Tuesday, March 10, 2015

"The Vacationers" by Emma Straub

When the forecast said 4-7 inches of snow in the first week of March, I knew I needed to read something to get me mentally as far as possible from this snowy, slushy mess of a city. Luckily, the audiobook of "The Vacationers" was finally available on Overdrive, and it did not disappoint.

Franny and Jim are escaping the oppressive NYC summer with a two-week family vacation to Mallorca. Their children and oldest friends will join them: their 18-year-old daughter Sylvia, about to head off to college; 28-year-old son Bobby and his older girlfriend Carmen; and Franny's best friend Charles and his husband Lawrence. Each guest in the gorgeous, remote beach house brings their own emotional baggage on the trip. Not everyone is thrilled to be there, and those who are wish others weren't.

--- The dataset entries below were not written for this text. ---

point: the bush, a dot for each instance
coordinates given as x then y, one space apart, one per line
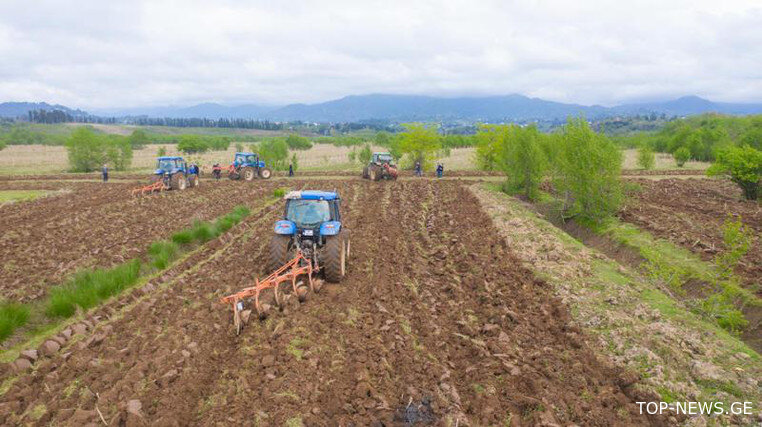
138 140
87 151
743 165
681 156
89 287
12 316
274 152
191 144
646 157
588 170
162 253
418 143
298 142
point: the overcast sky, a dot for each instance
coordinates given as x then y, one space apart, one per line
106 53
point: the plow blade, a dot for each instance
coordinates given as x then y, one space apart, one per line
148 189
288 275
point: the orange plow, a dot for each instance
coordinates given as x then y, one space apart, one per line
287 274
149 189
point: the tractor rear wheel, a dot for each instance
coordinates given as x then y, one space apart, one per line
248 173
279 248
178 182
335 257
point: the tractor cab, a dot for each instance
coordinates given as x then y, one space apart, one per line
170 165
311 226
381 158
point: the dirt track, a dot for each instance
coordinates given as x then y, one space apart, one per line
435 322
691 213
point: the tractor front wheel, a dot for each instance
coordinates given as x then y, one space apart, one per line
248 173
279 248
178 182
335 257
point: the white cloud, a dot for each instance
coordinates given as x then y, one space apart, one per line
100 54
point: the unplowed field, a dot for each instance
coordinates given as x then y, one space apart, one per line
691 213
92 224
435 323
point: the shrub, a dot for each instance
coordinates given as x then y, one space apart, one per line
298 142
274 152
89 287
12 316
418 143
681 156
646 157
87 151
743 165
162 253
587 172
191 144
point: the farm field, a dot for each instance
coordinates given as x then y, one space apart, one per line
691 212
469 335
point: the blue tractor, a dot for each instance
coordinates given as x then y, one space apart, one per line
312 224
247 166
175 173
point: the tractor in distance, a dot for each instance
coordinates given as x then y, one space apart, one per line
381 166
172 173
247 166
311 226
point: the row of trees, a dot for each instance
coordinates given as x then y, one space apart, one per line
582 165
88 151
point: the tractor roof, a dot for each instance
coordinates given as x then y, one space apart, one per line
312 195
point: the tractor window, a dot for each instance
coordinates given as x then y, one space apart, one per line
308 213
166 165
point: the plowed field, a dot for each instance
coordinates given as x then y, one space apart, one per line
435 323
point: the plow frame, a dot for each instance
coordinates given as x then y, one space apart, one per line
289 272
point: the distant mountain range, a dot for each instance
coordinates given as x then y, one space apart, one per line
412 108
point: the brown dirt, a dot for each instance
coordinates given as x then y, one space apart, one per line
691 213
92 224
435 322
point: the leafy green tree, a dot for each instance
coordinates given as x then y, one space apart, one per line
274 152
419 143
298 142
192 144
138 139
646 157
523 160
681 156
588 171
743 165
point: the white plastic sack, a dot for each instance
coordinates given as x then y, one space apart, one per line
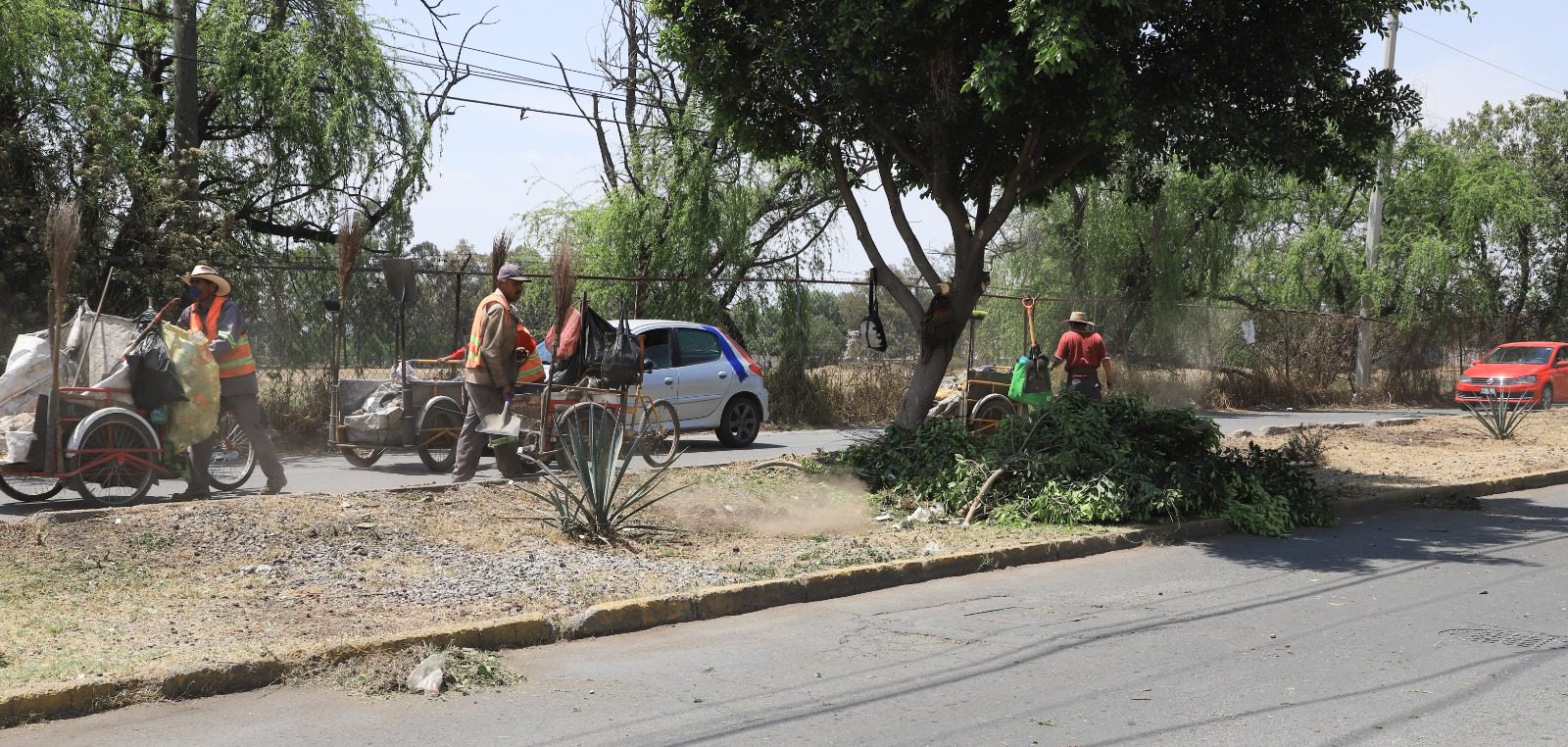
25 375
18 444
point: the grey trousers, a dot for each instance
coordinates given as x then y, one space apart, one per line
248 413
470 443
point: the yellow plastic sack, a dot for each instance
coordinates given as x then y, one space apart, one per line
196 418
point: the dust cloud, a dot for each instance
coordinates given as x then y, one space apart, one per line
784 506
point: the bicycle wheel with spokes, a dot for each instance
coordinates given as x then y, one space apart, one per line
659 433
28 488
114 459
439 425
232 460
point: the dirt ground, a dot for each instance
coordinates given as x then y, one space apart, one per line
161 587
169 585
1437 451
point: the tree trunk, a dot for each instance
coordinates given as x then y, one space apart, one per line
922 388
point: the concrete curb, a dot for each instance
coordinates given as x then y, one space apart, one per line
629 616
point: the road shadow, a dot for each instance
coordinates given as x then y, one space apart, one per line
717 446
1415 535
68 501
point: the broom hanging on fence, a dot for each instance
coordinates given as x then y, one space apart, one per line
499 247
350 237
63 231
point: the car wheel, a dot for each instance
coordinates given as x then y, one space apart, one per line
741 423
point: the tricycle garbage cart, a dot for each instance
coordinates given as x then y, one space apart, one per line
107 449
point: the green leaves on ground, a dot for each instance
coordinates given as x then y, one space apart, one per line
1079 462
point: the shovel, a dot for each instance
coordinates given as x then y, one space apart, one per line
502 424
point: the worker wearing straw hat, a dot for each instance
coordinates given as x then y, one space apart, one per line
220 321
490 375
1082 350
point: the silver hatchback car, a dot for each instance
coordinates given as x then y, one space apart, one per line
706 375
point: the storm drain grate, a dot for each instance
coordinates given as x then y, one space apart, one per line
1518 639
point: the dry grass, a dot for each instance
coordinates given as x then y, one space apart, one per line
169 585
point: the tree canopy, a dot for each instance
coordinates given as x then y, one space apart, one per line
300 112
985 106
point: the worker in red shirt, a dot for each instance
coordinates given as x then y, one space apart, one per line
1082 350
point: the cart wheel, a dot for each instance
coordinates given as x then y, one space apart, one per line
659 433
112 457
28 488
363 457
990 412
439 424
587 425
232 460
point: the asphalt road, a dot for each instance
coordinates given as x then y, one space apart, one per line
329 473
1421 626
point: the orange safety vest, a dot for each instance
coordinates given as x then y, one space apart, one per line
237 361
530 369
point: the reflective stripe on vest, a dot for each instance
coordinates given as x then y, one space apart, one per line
237 361
472 358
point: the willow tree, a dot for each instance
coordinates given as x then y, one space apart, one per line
679 198
300 112
985 106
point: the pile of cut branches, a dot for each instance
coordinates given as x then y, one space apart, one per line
1081 462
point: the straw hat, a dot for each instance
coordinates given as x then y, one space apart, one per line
208 274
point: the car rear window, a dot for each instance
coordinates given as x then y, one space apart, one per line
1520 355
697 345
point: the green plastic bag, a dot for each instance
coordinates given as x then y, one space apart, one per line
196 418
1015 389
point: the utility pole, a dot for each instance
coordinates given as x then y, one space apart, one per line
187 124
1363 377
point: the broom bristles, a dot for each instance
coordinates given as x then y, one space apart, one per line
499 247
63 231
349 240
564 281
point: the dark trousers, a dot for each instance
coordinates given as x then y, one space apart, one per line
470 443
1086 383
248 413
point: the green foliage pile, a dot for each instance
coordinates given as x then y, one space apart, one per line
1078 462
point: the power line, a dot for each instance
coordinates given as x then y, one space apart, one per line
1556 91
521 109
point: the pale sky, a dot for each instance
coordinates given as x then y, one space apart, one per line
493 167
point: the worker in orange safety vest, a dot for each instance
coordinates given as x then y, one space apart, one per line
219 319
491 374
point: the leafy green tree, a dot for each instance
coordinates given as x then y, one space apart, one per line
298 112
987 106
679 198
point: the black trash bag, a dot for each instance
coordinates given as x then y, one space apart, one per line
592 347
153 380
623 361
1037 373
872 331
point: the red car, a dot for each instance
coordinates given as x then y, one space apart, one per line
1517 371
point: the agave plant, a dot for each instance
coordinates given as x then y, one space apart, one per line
603 503
1499 415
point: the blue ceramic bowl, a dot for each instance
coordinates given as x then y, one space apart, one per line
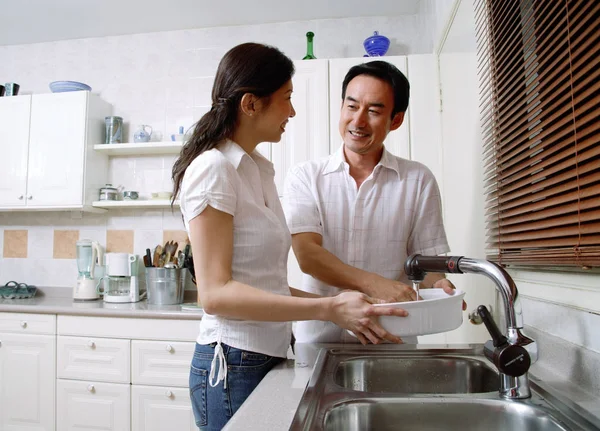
376 45
63 86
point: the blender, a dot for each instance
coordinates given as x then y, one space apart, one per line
88 253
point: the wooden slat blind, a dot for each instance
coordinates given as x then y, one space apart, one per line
540 114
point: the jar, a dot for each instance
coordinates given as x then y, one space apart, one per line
109 193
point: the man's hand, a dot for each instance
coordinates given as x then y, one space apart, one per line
444 283
390 290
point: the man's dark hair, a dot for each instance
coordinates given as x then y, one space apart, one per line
388 73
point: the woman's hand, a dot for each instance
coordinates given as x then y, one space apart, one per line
355 311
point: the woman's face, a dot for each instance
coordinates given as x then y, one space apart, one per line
273 117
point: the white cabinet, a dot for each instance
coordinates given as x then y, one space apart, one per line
122 374
14 142
89 405
306 134
27 372
156 408
53 135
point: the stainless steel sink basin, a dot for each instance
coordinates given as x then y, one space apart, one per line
417 375
436 414
390 387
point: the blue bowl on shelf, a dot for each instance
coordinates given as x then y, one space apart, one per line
376 45
64 86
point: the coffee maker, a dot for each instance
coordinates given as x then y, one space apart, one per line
88 253
121 281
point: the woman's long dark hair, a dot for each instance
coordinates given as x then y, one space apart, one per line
247 68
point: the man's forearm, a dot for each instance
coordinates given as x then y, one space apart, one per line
328 268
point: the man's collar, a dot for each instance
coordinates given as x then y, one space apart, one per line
337 160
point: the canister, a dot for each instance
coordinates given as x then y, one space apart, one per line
114 130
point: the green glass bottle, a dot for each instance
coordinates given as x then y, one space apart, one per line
309 53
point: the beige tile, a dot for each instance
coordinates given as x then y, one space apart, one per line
15 243
65 242
119 241
179 236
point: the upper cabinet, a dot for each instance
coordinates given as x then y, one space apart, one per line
14 145
49 140
307 134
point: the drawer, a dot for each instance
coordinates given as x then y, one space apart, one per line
161 362
155 408
28 323
93 358
92 406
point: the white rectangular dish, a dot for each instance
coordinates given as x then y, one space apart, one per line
436 312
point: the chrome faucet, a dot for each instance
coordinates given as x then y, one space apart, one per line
511 354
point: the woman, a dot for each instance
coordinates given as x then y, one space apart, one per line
240 239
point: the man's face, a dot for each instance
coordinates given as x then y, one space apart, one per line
366 116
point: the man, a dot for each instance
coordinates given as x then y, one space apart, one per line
357 215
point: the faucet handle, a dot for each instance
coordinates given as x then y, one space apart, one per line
491 326
510 359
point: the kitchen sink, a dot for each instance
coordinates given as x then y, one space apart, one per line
436 414
396 387
417 375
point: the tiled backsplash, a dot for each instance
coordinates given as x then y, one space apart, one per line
39 247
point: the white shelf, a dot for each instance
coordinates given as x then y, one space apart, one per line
154 203
136 149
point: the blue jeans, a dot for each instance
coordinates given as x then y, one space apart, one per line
213 407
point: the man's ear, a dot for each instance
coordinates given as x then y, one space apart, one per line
397 120
249 104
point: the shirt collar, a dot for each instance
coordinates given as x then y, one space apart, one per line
235 154
337 160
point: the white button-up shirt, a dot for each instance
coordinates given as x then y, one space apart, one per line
396 212
230 180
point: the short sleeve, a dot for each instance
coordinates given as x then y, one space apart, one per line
300 205
428 235
209 180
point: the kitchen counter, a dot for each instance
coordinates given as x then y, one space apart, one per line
278 395
60 301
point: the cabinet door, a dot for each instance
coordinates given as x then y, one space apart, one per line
397 141
161 362
161 408
27 382
92 406
307 133
56 149
94 358
14 144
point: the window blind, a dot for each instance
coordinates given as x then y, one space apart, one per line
539 101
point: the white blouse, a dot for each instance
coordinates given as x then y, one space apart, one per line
241 184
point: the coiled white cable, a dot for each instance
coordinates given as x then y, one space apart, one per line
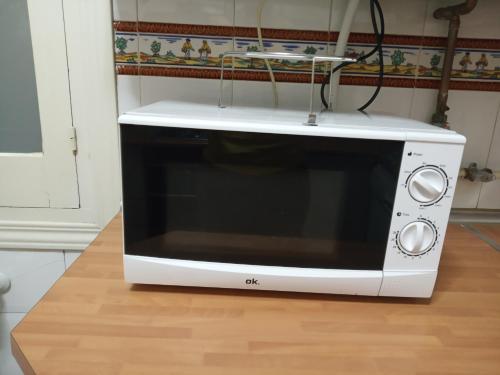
260 8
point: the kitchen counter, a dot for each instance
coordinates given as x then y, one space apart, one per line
92 322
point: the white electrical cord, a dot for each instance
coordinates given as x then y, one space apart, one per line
260 8
340 47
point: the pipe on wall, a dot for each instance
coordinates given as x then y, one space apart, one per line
452 14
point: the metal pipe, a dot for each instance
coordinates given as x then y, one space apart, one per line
452 14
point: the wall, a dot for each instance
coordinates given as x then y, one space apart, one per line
146 75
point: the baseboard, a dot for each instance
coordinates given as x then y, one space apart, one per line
46 235
474 216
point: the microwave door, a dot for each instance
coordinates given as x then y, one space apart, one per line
261 199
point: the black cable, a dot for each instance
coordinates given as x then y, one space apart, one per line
380 53
379 37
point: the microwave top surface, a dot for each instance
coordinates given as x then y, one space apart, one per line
278 121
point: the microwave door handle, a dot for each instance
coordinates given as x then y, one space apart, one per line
311 119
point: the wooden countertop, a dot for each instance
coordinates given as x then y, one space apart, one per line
92 322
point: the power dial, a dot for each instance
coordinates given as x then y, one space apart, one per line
417 238
428 184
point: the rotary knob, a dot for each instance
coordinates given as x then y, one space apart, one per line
417 238
427 185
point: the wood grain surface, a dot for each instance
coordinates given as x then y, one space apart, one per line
92 322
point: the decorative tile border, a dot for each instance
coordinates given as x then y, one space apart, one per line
166 49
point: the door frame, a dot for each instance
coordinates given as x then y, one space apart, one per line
90 62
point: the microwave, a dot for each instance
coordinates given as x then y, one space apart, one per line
255 198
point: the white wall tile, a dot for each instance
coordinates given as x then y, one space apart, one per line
31 273
70 257
466 194
423 104
401 17
490 192
125 10
201 12
473 114
196 90
129 92
284 14
8 365
482 22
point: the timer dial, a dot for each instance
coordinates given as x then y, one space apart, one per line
426 185
417 238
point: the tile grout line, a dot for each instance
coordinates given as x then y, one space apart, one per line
471 229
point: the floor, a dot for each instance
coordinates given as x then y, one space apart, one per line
108 326
32 272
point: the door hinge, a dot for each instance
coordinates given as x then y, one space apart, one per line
72 139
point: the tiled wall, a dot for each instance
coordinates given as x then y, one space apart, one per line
161 54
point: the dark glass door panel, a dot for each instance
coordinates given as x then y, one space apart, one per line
253 198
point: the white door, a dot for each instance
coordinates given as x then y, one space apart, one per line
37 140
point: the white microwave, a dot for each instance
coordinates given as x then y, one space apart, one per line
256 199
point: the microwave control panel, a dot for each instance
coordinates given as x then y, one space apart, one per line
422 205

Negative reviews on Goodreads claim nothing happens, but I disagree. During the two week trip, some relationships grow stronger, some are repaired, some dissolve. The book isn't about events. It's about how our relationships are shaped by the events in our lives - if and how we choose to share life's biggest moments, high and low, and with whom; how we react to the big moments of those we love (or think we love); and what our loved ones' own loved ones should mean to us.

The book is not going to make your heart swell with joy or drown you in tears. But it's a solid piece of vacation escapism, with interesting characters and enough interpersonal drama to make it meaningful. Kristen Sieh's audio narration is on point and keeps things moving along as a suitably brisk pace.

Verdict: Affirmed, if you know you're getting fiction a couple steps above chick lit, but not quite hitting literary masterpiece. If you're a fan of Maggie Shipstead, this is a solid novel to try.

"The Vacationers" by Emma Straub, published on May 29, 2014 by Riverhead Books. Audio narration by Kristen Sieh, published on May 29, 2014 by Penguin Audio.